On display December 11, 2020 - March 9th, 2021
The American South has a rich quilting history, steeped in tradition and passed down through the generations. The glorious designs, colors, and patterns are unique to this region of the United States. The quilts created here reflect the influence of multiple cultural traditions brought to the region over the last four centuries. The earliest patchwork quilts came from traditions in the British Isles. Unique designs and artistic interpretations emerged as German, Scots-Irish, and other European settlements converged in the American South. Each quiltmaker made her choices based on the styles, patterns, traditions, and fabrics available to her at the time.
Southern quilts have a distinctive feel that sets them apart from other textiles. Many of these pieces are our heavy cotton quilts that are often finished with Baptist Fan or elbow quilting. These thick pieces are generally thought of as utilitarian pieces, but many have simply been created using the available resources. Cotton was King throughout the South, and the abundant crop was the primary batting used in the quilts of the region.
Southern women did not shy away from difficult patterns, and specific designs with multiple pieces were popular across the region. Southern quilt makers were fond of circular patterns, particularly designs with points, teeth, and spikes.
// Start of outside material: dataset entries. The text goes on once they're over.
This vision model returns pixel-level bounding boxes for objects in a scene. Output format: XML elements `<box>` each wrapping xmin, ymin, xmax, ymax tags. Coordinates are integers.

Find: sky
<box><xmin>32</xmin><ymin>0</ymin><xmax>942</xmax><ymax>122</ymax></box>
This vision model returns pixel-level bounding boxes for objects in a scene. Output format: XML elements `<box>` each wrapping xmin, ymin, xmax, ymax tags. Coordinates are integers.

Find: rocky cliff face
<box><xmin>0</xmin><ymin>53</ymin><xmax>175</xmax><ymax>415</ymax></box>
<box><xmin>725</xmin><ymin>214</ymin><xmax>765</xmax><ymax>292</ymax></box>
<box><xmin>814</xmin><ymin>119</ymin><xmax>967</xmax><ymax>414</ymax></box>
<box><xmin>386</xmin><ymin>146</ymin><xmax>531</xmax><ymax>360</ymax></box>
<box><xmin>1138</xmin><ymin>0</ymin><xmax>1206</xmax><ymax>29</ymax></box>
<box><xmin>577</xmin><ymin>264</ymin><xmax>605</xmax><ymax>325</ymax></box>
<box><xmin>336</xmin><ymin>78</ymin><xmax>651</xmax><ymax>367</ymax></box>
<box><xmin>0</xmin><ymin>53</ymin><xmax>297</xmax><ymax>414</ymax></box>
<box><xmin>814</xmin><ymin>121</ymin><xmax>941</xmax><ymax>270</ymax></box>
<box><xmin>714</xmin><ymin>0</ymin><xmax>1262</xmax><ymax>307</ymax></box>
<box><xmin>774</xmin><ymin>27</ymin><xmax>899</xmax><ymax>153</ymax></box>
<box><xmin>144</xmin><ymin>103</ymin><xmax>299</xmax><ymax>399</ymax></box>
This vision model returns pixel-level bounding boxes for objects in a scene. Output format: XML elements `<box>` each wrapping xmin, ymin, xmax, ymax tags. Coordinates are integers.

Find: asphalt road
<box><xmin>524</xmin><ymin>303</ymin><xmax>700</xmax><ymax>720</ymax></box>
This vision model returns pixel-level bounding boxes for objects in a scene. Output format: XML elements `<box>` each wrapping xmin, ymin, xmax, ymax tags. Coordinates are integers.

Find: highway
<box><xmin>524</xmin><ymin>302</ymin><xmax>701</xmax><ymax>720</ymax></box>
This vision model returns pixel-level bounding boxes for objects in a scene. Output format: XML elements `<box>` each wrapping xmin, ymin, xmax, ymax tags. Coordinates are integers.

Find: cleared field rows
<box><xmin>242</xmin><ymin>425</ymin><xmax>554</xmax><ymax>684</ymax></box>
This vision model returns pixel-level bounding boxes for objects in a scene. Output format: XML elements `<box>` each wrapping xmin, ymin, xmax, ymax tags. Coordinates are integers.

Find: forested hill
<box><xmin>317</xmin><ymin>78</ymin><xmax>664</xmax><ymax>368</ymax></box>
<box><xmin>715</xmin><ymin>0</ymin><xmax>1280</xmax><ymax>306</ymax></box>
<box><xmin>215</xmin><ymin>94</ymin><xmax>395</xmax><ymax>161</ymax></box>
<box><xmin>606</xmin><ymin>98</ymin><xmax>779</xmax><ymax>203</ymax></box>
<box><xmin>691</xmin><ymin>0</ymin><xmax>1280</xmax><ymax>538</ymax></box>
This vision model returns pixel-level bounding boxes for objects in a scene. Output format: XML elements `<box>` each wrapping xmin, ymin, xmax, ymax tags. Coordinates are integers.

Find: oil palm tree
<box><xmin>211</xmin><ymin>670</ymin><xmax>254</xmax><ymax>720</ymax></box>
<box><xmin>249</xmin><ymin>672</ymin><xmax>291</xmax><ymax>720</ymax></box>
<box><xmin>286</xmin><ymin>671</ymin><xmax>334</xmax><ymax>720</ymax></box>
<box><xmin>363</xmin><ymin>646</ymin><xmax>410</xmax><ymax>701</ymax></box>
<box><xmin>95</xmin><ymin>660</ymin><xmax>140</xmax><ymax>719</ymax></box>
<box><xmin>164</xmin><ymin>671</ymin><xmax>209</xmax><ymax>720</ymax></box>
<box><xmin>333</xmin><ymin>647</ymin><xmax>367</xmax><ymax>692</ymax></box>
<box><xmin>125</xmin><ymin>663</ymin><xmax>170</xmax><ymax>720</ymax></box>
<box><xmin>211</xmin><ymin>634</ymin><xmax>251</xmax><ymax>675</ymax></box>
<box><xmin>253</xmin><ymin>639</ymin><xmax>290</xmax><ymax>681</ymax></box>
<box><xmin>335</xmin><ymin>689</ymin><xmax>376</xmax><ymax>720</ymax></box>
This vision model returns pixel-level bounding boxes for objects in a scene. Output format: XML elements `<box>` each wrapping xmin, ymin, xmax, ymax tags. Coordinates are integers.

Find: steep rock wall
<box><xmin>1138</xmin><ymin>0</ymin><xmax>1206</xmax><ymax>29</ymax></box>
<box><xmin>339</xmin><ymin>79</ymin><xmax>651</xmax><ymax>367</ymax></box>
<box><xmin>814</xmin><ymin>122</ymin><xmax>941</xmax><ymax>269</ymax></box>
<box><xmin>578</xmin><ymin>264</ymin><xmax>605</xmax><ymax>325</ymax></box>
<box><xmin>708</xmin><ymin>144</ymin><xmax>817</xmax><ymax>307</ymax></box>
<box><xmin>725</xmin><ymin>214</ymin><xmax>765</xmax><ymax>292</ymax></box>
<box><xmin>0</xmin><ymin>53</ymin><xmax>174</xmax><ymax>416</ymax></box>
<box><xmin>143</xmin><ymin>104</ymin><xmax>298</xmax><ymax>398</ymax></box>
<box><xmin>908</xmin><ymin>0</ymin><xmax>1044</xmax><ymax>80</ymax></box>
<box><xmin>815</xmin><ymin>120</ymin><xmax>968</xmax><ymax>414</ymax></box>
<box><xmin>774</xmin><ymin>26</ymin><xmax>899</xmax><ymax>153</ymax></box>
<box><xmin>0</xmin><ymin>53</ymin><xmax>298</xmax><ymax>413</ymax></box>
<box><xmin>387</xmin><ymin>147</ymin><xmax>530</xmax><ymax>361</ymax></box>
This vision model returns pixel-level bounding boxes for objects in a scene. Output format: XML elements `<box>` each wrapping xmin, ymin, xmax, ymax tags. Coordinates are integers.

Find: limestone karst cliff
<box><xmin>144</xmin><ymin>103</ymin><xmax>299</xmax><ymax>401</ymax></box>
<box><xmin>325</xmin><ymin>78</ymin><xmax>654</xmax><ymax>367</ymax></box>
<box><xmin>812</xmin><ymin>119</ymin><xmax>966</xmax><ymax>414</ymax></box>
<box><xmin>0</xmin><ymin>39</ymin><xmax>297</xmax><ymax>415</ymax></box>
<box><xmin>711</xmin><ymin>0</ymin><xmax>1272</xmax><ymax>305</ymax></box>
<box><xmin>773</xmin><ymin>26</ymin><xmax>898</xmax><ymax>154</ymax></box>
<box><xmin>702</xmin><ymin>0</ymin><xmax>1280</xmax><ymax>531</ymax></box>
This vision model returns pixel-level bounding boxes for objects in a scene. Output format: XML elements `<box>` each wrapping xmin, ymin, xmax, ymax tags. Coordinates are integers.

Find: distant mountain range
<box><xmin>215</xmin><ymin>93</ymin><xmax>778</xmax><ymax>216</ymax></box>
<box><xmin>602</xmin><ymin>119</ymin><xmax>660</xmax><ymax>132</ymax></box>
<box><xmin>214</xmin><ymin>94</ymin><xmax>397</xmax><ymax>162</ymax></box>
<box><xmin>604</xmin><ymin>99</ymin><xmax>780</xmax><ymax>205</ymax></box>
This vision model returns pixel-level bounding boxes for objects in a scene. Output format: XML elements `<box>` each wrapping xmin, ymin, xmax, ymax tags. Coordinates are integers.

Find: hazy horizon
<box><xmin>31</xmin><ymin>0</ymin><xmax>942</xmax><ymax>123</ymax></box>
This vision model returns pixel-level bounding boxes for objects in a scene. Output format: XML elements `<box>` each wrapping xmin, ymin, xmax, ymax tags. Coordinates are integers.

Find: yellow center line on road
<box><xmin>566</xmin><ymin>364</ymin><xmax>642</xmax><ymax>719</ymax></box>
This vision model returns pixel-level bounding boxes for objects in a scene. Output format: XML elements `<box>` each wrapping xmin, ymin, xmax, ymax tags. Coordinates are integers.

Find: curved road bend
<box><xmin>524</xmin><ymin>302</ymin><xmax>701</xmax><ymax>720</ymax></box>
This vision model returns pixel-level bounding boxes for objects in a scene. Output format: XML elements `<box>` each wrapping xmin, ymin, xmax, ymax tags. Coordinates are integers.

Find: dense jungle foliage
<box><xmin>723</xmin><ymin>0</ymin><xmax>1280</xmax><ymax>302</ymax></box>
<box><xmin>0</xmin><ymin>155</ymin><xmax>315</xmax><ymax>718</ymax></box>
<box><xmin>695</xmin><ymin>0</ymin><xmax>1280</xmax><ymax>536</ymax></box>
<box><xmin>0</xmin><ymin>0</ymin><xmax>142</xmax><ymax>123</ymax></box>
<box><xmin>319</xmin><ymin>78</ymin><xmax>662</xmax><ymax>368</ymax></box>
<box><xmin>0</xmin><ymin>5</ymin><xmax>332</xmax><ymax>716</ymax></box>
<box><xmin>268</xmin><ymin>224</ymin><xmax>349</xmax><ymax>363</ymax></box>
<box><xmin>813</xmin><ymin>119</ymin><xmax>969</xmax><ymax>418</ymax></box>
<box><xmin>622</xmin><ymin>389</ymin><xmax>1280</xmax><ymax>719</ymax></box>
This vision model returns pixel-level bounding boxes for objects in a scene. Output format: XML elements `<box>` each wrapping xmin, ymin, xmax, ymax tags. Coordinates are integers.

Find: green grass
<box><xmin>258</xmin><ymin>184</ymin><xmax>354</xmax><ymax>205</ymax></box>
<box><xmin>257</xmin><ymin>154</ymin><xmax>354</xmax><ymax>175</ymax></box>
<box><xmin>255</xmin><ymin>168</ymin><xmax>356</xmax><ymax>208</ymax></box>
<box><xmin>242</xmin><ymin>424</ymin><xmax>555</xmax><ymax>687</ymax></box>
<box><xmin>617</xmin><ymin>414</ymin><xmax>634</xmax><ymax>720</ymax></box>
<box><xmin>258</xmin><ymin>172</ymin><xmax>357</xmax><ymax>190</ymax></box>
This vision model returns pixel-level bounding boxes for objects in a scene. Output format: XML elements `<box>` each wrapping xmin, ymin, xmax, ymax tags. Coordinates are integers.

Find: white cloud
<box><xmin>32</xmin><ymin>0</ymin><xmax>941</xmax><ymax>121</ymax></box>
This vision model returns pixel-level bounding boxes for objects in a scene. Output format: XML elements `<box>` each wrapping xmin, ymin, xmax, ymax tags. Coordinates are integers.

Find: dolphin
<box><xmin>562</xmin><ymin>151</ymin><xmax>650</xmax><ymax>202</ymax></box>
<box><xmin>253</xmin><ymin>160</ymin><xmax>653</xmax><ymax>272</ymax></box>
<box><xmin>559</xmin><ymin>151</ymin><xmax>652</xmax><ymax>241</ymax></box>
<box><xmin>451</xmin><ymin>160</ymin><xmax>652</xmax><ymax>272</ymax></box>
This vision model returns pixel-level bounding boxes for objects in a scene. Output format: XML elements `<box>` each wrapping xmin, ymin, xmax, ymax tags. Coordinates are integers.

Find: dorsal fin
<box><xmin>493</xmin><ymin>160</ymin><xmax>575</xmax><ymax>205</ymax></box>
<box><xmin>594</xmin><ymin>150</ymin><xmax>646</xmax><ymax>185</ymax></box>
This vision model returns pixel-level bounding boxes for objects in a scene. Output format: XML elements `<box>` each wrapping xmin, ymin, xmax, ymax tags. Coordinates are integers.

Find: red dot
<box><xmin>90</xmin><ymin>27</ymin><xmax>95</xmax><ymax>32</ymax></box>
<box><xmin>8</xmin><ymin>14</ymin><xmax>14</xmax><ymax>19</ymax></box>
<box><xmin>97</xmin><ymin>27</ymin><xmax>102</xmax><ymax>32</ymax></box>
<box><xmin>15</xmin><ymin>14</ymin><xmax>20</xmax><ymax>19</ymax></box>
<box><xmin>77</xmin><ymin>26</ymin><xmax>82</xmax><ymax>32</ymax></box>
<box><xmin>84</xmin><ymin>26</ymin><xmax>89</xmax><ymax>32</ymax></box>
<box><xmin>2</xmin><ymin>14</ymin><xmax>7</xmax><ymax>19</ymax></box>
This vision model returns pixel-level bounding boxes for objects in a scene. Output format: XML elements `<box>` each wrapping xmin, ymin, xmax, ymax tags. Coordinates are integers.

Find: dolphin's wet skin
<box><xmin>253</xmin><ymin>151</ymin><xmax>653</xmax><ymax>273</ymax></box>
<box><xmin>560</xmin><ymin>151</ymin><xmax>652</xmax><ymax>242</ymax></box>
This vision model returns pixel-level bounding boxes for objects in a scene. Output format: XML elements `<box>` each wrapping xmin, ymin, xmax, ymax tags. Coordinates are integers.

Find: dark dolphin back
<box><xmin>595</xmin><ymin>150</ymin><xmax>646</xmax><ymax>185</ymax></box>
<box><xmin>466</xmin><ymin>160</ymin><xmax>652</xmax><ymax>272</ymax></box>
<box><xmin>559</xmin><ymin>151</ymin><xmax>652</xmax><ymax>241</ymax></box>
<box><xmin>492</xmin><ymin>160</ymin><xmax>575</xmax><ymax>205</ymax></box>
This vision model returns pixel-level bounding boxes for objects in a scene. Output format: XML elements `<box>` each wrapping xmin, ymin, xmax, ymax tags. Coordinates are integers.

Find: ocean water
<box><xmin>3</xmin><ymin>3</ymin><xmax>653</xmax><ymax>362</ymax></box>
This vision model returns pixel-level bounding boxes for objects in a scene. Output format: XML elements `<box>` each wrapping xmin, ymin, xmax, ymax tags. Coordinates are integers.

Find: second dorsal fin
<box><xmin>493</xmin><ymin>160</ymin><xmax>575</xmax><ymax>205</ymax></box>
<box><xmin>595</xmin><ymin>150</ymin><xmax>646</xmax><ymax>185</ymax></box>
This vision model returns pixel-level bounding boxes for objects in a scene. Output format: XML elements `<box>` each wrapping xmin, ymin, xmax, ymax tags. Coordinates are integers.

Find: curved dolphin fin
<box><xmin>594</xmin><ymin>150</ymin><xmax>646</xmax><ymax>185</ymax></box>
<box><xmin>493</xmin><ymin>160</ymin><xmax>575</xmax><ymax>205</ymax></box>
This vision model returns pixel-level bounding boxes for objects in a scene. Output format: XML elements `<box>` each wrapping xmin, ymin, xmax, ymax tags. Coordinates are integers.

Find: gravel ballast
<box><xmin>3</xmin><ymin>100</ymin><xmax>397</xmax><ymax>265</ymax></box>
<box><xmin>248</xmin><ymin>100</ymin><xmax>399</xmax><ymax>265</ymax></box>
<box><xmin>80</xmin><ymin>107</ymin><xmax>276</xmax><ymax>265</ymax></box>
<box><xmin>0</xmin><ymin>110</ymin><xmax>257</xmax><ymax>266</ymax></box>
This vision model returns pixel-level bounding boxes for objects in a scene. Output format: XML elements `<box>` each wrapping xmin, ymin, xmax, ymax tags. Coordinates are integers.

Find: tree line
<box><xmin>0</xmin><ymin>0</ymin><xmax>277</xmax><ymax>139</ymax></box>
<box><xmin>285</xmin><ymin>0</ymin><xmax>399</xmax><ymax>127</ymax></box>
The established theme in quilts from every region of the South is that we made do with what we had or we went without it. Across the all socio-economic situations, quilts from each region reflect the resources available. Those who lived along established trade routes had access to a wide range of fabrics while others were dependent upon their local mills.
The theme of make-do has been present during every era of our Southern quilt making history. If you run out of fabric, use something else. if you need an extra border, add one. if you are short on skills or talent, make it work. Use up those leftover blocks as you mix, match, and create. This quirky attitude adds to the charm of our Southern pieces. I love the odd border, the use of a different block and the often unexpected pop of character! This was not an "I don't care what you think" mentality but a mindset of making-do. it allowed Southern quilters to continue creating needed quilts and bed coverings in times of hardship and economic downturn. Southern quilt makers were used to making-do. it was a way of life that allowed our quilting traditions to survive.
Mary Kerr, Curator - marykerr.com
About Mary W. Kerr - Mary Kerr is an American Quilt Society certified appraiser, author, curator, and an award-winning quilter. She was born into a family of quilters and has found memories of growing up in Athens, Georgia. Kerr has been teaching since 1987. Her current lectures and workshops focus on quilt history and repurposing of antique textiles into contemporary quilts. Her recent work marries her love of all things vintage with the freedom of expression that is encouraged in the art quilt community.